Consumers Energy, the majority owner of the Campbell power plant, spent $401 million keeping it online through March 31, the company said in an April 28 filing with the U.S. Securities and Exchange Commission. It recovered $221 million through power sales in the Midcontinent Independent System Operator market, but it will seek $180 million in cost recovery from ratepayers in MISO northern and central regions. DOE on May 18 issued its latest 90-day order for the Campbell plant, which will keep it online until Aug. 16.
TransAlta is seeking to recover $19.9 million from ratepayers to cover its costs for keeping its Centralia power plant from retiring, according to an April 30 filing with the Federal Energy Regulatory Commission.
TransAlta is preparing to convert the coal-fired power plant to run on gas in a deal with Puget Sound Energy.

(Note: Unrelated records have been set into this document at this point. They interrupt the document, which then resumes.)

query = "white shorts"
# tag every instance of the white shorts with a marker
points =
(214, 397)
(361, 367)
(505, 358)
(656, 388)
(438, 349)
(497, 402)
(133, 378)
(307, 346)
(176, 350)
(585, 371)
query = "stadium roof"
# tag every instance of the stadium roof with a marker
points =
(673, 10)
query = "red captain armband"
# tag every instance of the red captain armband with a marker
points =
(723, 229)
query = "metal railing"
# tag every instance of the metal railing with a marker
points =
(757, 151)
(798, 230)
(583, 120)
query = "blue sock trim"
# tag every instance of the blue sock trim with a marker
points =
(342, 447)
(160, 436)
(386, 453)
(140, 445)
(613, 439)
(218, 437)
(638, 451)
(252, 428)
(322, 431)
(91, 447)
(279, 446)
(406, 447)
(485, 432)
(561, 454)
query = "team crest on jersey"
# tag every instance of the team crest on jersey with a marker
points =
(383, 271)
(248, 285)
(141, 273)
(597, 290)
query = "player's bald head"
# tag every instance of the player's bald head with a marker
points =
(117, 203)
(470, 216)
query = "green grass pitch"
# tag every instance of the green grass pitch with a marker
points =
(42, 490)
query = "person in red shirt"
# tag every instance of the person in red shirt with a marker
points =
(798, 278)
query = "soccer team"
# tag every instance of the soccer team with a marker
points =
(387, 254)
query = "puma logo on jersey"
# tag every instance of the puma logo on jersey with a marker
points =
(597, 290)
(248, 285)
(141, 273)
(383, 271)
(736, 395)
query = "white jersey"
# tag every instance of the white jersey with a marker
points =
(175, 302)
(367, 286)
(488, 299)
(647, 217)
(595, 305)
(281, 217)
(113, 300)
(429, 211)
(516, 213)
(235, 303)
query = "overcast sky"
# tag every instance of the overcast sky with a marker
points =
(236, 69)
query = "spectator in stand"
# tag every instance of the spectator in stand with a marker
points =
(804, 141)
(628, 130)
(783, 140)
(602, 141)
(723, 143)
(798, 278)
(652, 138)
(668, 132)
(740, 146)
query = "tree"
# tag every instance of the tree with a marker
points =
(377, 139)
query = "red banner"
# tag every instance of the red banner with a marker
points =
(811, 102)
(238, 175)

An independent power producer based in Calgary, Canada, TransAlta estimates it would need to spend an additional $23 million to repair the plant if DOE issues additional emergency orders.
“While the unit is currently offline and preparing for conversion, employees remain on standby to support operations if needed,” the TransAlta spokesperson said.
Constellation Energy spent about $4.8 million operating the Eddystone units under its first DOE order, according to Mark Rodgers, a company spokesman. PJM Interconnection ratepayers will pay those costs minus any revenue from electric sales from the units.
CenterPoint has filed for cost-recovery pathways with FERC and the Indiana Utility Regulatory Commission, but it hasn’t asked to recoup any 202(c)-related costs yet, according to a company spokesperson.
Who pays, and how much?
The costs of keeping the units in Indiana and Michigan operating will be shared by ratepayers across MISO’s northern and central regions.
As a result, utilities not subject to the orders in states including North Dakota, Minnesota and Iowa will bear some of the costs.
“They'll pass on the cost, but it will potentially provide less headroom for other spending when they go through their rate cases,” Melly said.
With state utility regulators increasingly concerned about energy affordability, they may look at utility proposals with increased scrutiny, she explained. As a result, the 202(c) costs could effectively squeeze out other potential utility investments.
PJM Interconnection ratepayers will pay the costs to keep Constellation Energy’s Eddystone units near Philadelphia online. It is unclear who will pay for the costs related to Craig Unit 1 in Colorado and Centralia, a merchant power plant in Washington state without a customer base. Last month the California Independent System Operator urged FERC to reject TransAlta's petition that CAISO pay for some of its emergency order costs related to the Centralia power plant. The Bonneville Power Administration, Southwest Power Pool and GridForce Energy Management also objected to being required to absorb some of the 202(c) costs.
FERC “should deny the application for lack of jurisdiction until TransAlta Centralia provides a jurisdictional service to a willing customer and the legal validity of the TransAlta emergency orders is settled,” Washington and the Washington Utilities and Transportation Commission told the commission.
Air pollution impacts
In addition to the direct costs of the 202(c) orders, there are indirect costs, such as air pollution.
According to the latest EPA data, the Campbell power plant, for example, has produced about 5.7 million short tons of carbon dioxide while operating under the DOE orders — the equivalent of 1.2 million gas-fueled cars driven for a year.
It has also produced about 3,020 short tons of sulfur dioxide and 2,140 short tons of nitrogen oxides, according to the EPA data. “Short-term exposures to SO2 can harm the human respiratory system and make breathing difficult,” per the EPA. It can also help form particulate matter pollution, which can be harmful.
NOx contributes to asthma, bronchitis, respiratory infections and premature mortality by reacting with other volatile organic compounds to form ozone and fine particulate matter, according to the EPA.
The other generating units that are operating under the DOE’s emergency orders are also producing air emissions that would have been avoided if they had been allowed to retire as planned.